Three expatriate Doctors Without Borders/Médecins Sans Frontières (MSF) staff, including a field coordinator, a doctor, and a nurse, arrived in Gaza on December 31 to reinforce the local MSF team, which is composed of 35 health care personnel. The intensity of the bombing has prevented MSF from continuing with post-operative care in the MSF clinic in Khan Younis in the south; the clinic has been closed since the beginning of the air raids and is now no longer accessible from the north because the Gaza Strip has been cut in two.
In the northern village of Beit Lahia, insecurity there has repeatedly forced MSF teams to interrupt pediatric care activities despite several attempts to carry out consultations and relieve the workload of doctors at Kamel Edwan Hospital. Since the land incursion on the night of the January 3, the intense violence has led MSF to suspend its intervention in this northern area of the Gaza Strip.
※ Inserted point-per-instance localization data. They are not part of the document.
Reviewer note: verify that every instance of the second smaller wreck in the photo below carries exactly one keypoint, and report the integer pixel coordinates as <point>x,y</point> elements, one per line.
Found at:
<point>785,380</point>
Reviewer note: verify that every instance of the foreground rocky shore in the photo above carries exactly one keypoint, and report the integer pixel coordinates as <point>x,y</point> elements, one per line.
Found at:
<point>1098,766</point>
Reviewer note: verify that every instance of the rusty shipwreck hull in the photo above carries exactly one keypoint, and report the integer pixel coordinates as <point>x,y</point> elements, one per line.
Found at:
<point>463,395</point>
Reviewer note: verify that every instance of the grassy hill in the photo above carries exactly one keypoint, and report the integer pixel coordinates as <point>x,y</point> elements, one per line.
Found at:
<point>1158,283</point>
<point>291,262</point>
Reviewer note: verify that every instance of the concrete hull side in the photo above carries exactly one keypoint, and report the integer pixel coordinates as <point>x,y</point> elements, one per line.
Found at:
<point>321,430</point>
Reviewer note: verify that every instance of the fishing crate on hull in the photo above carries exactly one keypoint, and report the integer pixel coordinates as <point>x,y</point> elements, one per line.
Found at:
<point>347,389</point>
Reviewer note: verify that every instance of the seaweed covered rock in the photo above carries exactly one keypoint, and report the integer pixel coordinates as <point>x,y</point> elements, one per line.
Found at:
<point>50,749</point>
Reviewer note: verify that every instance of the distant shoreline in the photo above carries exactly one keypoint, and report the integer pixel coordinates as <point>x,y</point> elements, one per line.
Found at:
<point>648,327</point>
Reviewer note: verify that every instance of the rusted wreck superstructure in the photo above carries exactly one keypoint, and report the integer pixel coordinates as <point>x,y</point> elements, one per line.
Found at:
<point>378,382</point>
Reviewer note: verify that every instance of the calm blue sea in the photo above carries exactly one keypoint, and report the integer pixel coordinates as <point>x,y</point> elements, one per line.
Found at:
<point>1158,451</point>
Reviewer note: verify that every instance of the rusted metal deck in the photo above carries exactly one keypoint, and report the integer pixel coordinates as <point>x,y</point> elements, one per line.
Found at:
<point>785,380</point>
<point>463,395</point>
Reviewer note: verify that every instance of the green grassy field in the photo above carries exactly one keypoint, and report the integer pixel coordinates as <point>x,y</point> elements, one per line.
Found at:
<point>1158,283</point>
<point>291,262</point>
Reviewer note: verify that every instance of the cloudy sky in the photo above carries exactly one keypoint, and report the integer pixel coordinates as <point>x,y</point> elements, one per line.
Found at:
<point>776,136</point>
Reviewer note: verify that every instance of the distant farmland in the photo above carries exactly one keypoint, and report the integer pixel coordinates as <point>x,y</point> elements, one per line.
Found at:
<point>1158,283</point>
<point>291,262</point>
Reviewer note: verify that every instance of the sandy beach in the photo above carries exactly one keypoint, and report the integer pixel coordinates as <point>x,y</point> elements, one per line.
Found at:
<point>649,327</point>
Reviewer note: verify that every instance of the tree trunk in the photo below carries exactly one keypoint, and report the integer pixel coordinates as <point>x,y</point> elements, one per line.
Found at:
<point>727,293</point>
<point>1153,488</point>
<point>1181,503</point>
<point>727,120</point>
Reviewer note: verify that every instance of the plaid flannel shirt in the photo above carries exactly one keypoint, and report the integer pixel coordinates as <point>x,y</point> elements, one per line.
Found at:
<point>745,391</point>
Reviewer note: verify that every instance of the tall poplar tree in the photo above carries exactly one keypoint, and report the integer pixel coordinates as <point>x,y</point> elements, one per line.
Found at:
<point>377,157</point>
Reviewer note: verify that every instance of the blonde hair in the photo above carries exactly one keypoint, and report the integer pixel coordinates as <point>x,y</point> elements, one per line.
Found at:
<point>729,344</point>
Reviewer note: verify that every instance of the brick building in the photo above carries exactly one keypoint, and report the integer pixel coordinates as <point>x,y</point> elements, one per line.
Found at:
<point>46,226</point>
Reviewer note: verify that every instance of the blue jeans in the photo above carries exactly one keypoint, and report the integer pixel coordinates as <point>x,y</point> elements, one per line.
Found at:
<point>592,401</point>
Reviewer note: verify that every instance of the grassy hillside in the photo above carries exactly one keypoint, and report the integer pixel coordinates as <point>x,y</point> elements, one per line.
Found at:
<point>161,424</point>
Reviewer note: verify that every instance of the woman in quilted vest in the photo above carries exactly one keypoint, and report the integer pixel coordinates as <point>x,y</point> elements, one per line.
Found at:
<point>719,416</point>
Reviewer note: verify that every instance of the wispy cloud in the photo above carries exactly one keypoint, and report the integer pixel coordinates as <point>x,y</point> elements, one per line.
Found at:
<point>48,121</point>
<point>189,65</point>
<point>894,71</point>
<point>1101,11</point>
In Gaza City, hardly any patients have been able to access the MSF clinic, which provides post-operative and medical follow up for wounded people who are referred from Shifa Hospital.
Since July 2007, MSF has been providing post-operative care and physiotherapy to hundreds of people wounded by fighting in the Gaza Strip. In March 2008, a pediatric clinic was opened in Gaza for children under 12 years of age. In Nablus, on the West Bank, as in Gaza, MSF provides psychological, medical, and social support to families affected by violence. MSF also operates a psychological support program in the West Bank town of Hebron. The team is composed of 11 international volunteers and 108 local staff members. MSF has been working in Gaza and the West Bank since 1989.